(So Hard To) Leave Yesterday Behind
How an old Monkees album helped to change my perception of my mother.
In lieu of an interview this week, I’m sharing an essay that I wrote back in 2021 that was originally published in P.S. I Love You.
Of all the records stacked side by side in our living room, the Monkees’ 1966 eponymous debut was my favorite. Not for the songs, catchy as they were, but for the sleeve. Caressing the LP, slightly scratched from years of repeated playing, the sleeve would have been just another piece of paper were it not for the doodles drawn by my mother’s teenage hand: ink sketches of girls with long flipped hair wearing mini dresses and go-go boots, surrounded by declarations of love for different members of the band.
“Elaine,” my mother wrote about herself, “loves Peter.”
Peter? I thought. Eww.
My discovery of this album in the mid-’80s changed my perception of my mother.

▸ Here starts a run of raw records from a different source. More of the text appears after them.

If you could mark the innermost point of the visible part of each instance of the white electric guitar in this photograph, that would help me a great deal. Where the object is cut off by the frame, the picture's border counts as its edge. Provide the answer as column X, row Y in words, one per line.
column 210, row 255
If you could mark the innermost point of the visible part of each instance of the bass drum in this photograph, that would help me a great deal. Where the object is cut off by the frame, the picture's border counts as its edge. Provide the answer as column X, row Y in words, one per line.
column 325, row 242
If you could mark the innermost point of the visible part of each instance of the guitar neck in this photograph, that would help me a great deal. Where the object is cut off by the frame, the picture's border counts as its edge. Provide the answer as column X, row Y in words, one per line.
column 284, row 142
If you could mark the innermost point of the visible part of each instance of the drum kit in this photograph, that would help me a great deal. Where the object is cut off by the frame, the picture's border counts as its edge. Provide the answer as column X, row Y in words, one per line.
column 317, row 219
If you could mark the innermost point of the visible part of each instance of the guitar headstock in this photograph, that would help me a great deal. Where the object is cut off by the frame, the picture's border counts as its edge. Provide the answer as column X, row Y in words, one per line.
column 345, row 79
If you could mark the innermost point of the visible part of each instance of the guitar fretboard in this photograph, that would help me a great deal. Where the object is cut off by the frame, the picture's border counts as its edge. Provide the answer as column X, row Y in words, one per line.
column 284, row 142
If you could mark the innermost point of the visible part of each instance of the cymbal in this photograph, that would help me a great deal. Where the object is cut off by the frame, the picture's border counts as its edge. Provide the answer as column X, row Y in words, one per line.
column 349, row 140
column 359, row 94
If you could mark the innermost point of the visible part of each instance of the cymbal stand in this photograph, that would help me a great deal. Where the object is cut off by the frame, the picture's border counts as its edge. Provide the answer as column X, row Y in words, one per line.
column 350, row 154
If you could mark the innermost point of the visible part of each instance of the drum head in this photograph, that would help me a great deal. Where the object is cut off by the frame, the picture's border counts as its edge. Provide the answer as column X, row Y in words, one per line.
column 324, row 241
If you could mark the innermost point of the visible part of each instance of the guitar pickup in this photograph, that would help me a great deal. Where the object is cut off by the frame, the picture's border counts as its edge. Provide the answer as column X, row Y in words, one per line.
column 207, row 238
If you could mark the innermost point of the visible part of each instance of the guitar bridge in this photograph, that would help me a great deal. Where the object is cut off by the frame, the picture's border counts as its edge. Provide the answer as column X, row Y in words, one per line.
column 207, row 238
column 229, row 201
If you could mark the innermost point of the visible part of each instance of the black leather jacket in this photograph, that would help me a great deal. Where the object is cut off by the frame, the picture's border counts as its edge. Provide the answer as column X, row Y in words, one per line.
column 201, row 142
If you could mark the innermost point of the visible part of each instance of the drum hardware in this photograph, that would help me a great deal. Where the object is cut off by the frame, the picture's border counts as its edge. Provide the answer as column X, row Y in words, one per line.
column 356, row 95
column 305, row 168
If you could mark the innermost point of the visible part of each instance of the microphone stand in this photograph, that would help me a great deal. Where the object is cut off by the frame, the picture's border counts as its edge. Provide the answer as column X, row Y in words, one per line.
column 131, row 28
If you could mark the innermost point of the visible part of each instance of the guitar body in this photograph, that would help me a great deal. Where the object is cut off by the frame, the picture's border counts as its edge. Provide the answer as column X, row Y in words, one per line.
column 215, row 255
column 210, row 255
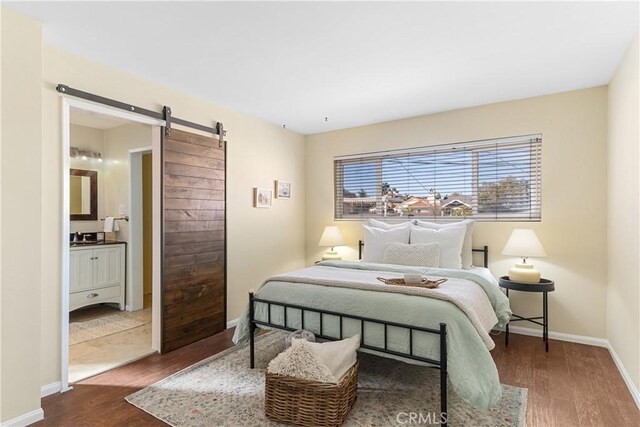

It was a peek into another time in her life. Before marriage, before divorce, before bills piled up. Before all of it, this record showed me, my mother was a girl who drew swirly hearts and had crushes and listened to the Monkees. She was a girl like me.
I’d discovered the album when I was a tween myself and a fan of The Monkees TV show, which was then in syndication. I loved the music, the series, and particularly band member Davy Jones, whose brown eyes and pouty lips made my heart skip a few extra beats.
Unbeknownst to my mother, the record became my prized possession. It was a snapshot of who she was during simpler times: a girl my age, one who doodled and giggled with girlfriends like Cathy and Carol, whose names were written on the sleeve in bubbly cursive. I’d run my fingers over the decades-old ink, envisioning them gabbing about boys.
What did her voice sound like back then? I’d wonder. When she found out her friend liked Davy, did she respond with “Eww,” as I had about Peter? What else did she like? Would we have been friends?
Like most kids, I’d always seen my mother through a single lens: that of an adult, one who had never been anything but grown, as if her life began the moment I was born. The record offered a rare glimpse of her as a girl, to me as a girl. When I held that sleeve in my hand, I could toss all notions I had of her aside; we were simply two preteens bonding over boys and music, decades apart. The album allowed me to know her in a way that no other item had.
Twenty years later, living 3,000 miles away, I called my mom, catching her in the midst of cleaning. Somehow, the record collection came up.
“Don’t get rid of them, OK?” I said, thinking specifically of The Monkees. “If you don’t want them, I can take them the next time I visit.”
“Oh, those old things? I tossed those already.”
My stomach dropped. I was stunned. My reaction — some combination of “What?” and “How could you?” — probably sounded extreme. My mother couldn’t understand why I cared about a stack of old albums no one had listened to in years. And I couldn’t find the words to express that The Monkees LP was more than just a collection of pop tunes. It was a portal to a time when we were both young. It was the bond I felt with her when I held it in my hand.
A few weeks later, my mother reached out to tell me she’d discovered another box of old albums in the attic, and I was welcome to take any that I wanted. On my next visit, I sat on the living room floor, flipping through the box’s contents. My eyes scanned each cover as I read the artists’ names: “Lynard Skynard. Prince. The Beatles. Cher.” No Monkees.
I was heartbroken. I couldn’t believe the album and its sleeve were gone. I wanted so badly to run my fingers along the sketches once again, to connect with those young girls, my younger self included, and their seemingly uncomplicated lives. More out of musical preference than nostalgia, I brought a few of the records home with me. One rainy day, I pulled one out of its plain white sleeve: Carole King’s Tapestry, released when my mother was 17.
I placed the album on the turntable. As the needle traced the grooves on the vinyl and King’s voice filled the room (“It doesn’t help to know you’re just time away”), I noticed a faded inscription on the album’s cover — “Elaine Keating,” my mother’s maiden name, written in her cursive script. There were no scribbles or doodles or declarations this time. Just her name, that of a woman just a few years shy of marriage and motherhood. And like that, the portal opened, and we were once again two young women forging a bond through time.